The texture and flavor in this version remind me of takeout fried rice, but better because you can control the oil, seasoning, and add-ins. And if you’re like me and tend to have leftover cooked rice or frozen veggies hanging around, this dish becomes even easier.
Why Jasmine Rice Works So Well
Jasmine rice has a nice floral scent and cooks up soft but not mushy. That balance makes it ideal for fried rice recipes where you want a bit of stickiness without turning into a clump. It’s also really forgiving if you make it ahead and store it in the fridge (which I do recommend, more on that below).
Ingredients You’ll Need
- 1 and 1/2 cups jasmine rice (uncooked)
- 3 cups water
- 3 tablespoons vegetable oil
- 2 eggs, beaten
- 1/3 cup soy sauce
- 1 cup frozen peas and carrots, thawed
- 1 green onion, sliced
- 1 teaspoon sesame oil
How to Make Jasmine Fried Rice
Cook the Jasmine Rice
Start by combining the rice and water in a saucepan over medium-high heat. Once it starts boiling, cover the pan, reduce the heat, and simmer for 10 to 12 minutes or until the water is absorbed. Remove the rice from the heat and let it cool.

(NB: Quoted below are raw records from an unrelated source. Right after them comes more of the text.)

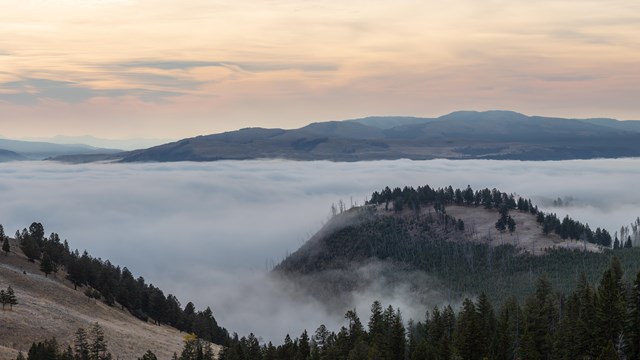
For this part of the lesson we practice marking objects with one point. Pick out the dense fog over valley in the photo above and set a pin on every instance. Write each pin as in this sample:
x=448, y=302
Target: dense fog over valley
x=208, y=232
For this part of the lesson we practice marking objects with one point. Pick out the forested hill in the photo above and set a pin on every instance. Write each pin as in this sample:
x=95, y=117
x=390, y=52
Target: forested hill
x=598, y=320
x=32, y=262
x=459, y=135
x=469, y=241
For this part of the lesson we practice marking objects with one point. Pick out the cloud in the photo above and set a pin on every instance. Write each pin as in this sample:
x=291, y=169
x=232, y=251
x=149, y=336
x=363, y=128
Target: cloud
x=208, y=232
x=30, y=91
x=264, y=66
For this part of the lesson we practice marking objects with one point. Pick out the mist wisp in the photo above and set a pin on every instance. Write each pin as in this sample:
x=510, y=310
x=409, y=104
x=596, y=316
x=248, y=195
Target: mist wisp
x=209, y=232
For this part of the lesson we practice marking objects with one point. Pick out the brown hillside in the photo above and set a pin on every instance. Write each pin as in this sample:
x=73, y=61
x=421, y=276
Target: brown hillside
x=51, y=307
x=480, y=227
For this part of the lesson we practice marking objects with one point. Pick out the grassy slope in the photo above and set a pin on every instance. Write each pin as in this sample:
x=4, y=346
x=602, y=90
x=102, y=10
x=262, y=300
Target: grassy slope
x=50, y=307
x=471, y=262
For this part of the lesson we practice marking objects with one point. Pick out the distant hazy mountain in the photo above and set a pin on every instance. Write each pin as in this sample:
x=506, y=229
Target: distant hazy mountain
x=6, y=155
x=628, y=125
x=459, y=135
x=124, y=144
x=35, y=150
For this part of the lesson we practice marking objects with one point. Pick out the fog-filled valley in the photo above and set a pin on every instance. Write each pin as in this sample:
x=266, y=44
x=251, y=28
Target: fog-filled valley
x=210, y=232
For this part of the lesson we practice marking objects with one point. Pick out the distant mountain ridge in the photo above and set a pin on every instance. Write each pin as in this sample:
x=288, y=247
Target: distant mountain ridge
x=38, y=150
x=459, y=135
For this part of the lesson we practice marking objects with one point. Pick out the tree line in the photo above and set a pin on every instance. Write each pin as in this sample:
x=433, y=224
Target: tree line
x=567, y=228
x=592, y=322
x=91, y=345
x=113, y=284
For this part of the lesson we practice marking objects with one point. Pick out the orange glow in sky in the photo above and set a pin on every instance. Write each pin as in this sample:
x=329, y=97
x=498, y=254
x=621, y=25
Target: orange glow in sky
x=172, y=69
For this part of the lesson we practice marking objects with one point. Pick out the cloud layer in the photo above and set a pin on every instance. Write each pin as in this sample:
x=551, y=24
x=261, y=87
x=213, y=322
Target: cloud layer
x=193, y=66
x=208, y=231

If you have time, it’s best to make the rice a day ahead. Chilled, leftover rice is firmer and works better for frying because it doesn’t get mushy.
- You can also use a rice cooker instead of cooking it on the stovetop. It’s a hands-off option that consistently makes perfect rice. I’ve used the same rice cooker for over 10 years, and it still works great. THIS IS THE ONE WE OWN FOR OVER A DECADE!~
Scramble the Eggs
Heat vegetable oil in a large skillet over high heat. Add the beaten eggs and cook for about a minute, stirring gently to break them up.
They should be cooked through but still tender.
Add the Cooked Rice
Reduce the heat to medium. Stir in the cooked rice and break up any clumps with your spatula. The rice should heat evenly and start to soak up the flavor from the eggs and oil.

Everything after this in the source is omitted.